Let \(\boldsymbol{M} _{ij} = a_{ij} \boldsymbol{e} _i \boldsymbol{e} _j ^{\top} - \frac{p+q}{2}\), then

\[ \langle a_{ij} \boldsymbol{e} _i \boldsymbol{e} _j ^{\top} - \frac{p+q}{2}, \boldsymbol{X}/n \rangle = \langle \boldsymbol{M} _{ij}, \boldsymbol{X} /n \rangle = \mathcal{O} (1/n) \]

In other words, although small, every single \((i,j)\) observation contributes something information about \(\boldsymbol{X}\).
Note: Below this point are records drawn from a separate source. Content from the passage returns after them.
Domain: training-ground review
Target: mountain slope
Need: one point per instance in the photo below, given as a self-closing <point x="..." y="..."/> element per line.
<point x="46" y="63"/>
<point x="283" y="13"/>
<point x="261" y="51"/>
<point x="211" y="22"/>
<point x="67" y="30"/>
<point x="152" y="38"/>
Example of incoherence: randomized SVD

Incoherence is the reason why we pick random Gaussian directions for randomized SVD. Recall that, for Gaussian random vector \(\boldsymbol{m} \sim \mathcal{N} _p (\boldsymbol{0} , p ^{-1} \boldsymbol{I} )\) and some constant vector \(\boldsymbol{a} \in \mathbb{R} ^{p}\), we have

\[ \mathbb{E} [ \left\| \langle \boldsymbol{m} , \boldsymbol{a} \rangle \right\| ^2 ] = \frac{1}{p} \left\| \boldsymbol{a} \right\| ^2 = \mathcal{O} (1/p) \]

Although small, every single random measurement \(\boldsymbol{m}\) contributes something information about \(\boldsymbol{a}\).